At present, the main treatment methods for glioma include surgical resection with maximum safety and concurrent radiotherapy and chemotherapy, but the patient's prognosis is still very poor. Due to the existence of blood-brain tumor barrier (BBTB) and tumor heterogeneity, the development and application of anti-tumor drugs have increased the difficulty. Recently, the research on the combination therapy of glioblastoma drugs based on nano-carriers has greatly increased, which is conducive to the development of new combinations of nano-drugs and nano-thermochemotherapy to combat gliomas[14,15]. Nanomedicine provides a new way for site-specific delivery of miRNA or anti-miRNA alone or in combination with other therapeutic drugs in the brain to achieve the best therapeutic response. The nano-delivery system can not only protect miRNA from nuclease degradation but also prolong its halflife in blood, making it easier to play a role through BBTB[16]. This provides a new idea for the treatment of gliomas. A study confirmed the anticancer effect of miR-29b-conjugated nanoparticles in a human GBM tissue section culture system[17]. miR-29b is expected to become a new target for GBM treatment.

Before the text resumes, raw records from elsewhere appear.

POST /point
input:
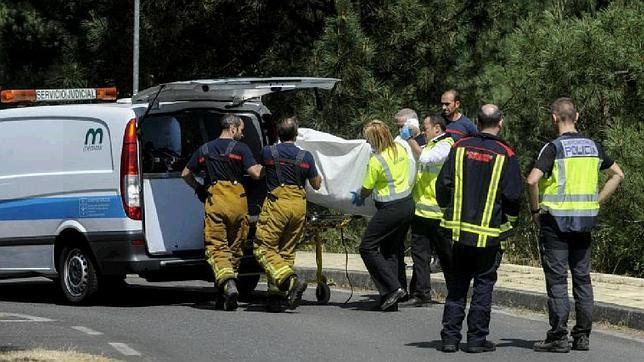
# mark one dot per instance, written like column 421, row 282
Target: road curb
column 602, row 312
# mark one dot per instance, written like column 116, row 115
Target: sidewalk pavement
column 618, row 300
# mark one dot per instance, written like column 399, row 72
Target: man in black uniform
column 479, row 187
column 226, row 209
column 565, row 203
column 281, row 222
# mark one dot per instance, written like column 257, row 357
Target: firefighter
column 564, row 203
column 427, row 236
column 479, row 187
column 281, row 222
column 387, row 178
column 226, row 211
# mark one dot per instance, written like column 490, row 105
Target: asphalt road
column 173, row 322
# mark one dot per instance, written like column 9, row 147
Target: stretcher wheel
column 323, row 293
column 247, row 283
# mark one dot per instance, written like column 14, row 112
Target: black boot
column 274, row 303
column 295, row 291
column 230, row 294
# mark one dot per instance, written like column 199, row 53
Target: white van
column 92, row 192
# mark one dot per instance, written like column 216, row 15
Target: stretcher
column 316, row 223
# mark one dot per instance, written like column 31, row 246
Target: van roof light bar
column 54, row 95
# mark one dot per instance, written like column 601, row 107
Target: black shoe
column 416, row 302
column 274, row 304
column 392, row 298
column 581, row 343
column 230, row 295
column 405, row 296
column 552, row 345
column 487, row 346
column 448, row 347
column 295, row 291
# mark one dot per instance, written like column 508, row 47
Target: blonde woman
column 387, row 180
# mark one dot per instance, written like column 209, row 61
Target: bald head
column 489, row 116
column 564, row 109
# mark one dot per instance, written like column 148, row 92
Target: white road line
column 86, row 330
column 17, row 317
column 125, row 349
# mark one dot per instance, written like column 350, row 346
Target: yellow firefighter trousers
column 279, row 228
column 225, row 228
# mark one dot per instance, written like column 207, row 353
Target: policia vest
column 425, row 187
column 570, row 193
column 389, row 189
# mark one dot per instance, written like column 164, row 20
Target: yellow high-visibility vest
column 387, row 175
column 570, row 193
column 425, row 187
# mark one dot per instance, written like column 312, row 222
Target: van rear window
column 169, row 140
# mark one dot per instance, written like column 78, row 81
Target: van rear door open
column 187, row 116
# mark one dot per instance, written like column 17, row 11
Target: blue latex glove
column 356, row 199
column 405, row 133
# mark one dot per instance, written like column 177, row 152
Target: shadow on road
column 436, row 344
column 514, row 342
column 125, row 296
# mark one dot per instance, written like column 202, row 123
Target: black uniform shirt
column 240, row 159
column 287, row 151
column 480, row 152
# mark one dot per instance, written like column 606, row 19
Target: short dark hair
column 438, row 119
column 489, row 115
column 229, row 120
column 287, row 129
column 564, row 108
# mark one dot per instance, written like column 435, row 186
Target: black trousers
column 560, row 251
column 470, row 263
column 381, row 245
column 426, row 236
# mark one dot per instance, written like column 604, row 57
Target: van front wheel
column 78, row 277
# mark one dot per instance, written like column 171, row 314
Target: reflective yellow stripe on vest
column 571, row 191
column 425, row 187
column 491, row 197
column 392, row 193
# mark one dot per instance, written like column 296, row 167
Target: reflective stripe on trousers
column 225, row 228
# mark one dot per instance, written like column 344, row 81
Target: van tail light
column 130, row 183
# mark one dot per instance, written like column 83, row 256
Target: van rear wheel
column 78, row 277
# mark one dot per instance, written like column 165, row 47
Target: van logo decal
column 93, row 135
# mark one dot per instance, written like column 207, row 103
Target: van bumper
column 121, row 253
column 116, row 254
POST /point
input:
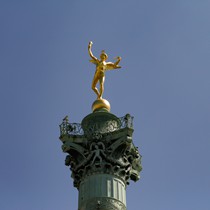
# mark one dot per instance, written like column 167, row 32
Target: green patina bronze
column 102, row 158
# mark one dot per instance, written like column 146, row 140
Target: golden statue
column 101, row 67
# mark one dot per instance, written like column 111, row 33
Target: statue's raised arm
column 94, row 59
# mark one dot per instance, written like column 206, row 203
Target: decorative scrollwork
column 108, row 149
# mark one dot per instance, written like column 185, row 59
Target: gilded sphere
column 101, row 104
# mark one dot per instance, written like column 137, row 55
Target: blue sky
column 164, row 83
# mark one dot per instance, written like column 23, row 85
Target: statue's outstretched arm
column 110, row 65
column 90, row 52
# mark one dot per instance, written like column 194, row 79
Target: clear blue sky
column 164, row 83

In conclusion, this study used multiple databases such as LinkedOmics, miRDB, miRTarBase, TargetScan, starbase, GEPIA,and CGGA to analyze the relationship between the target genes of miR-29b-3p and clinical characteristics and its impact on clinical prognosis. T Through univariate and multivariate Cox proportional hazard regression model analysis to determine independent prognostic factors, we finally identified 3 genes, SERPINH1,LOXL2 and CDK6, as the core target genes of miR-29b-3p. The expression of each gene was different between normal and tumor tissues, different grades, IDH mutation status and 1p/19q codeletion status. Its high expression has an adverse effect on the prognosis of OS and RFS and can be used as an independent prognostic factor for glioma.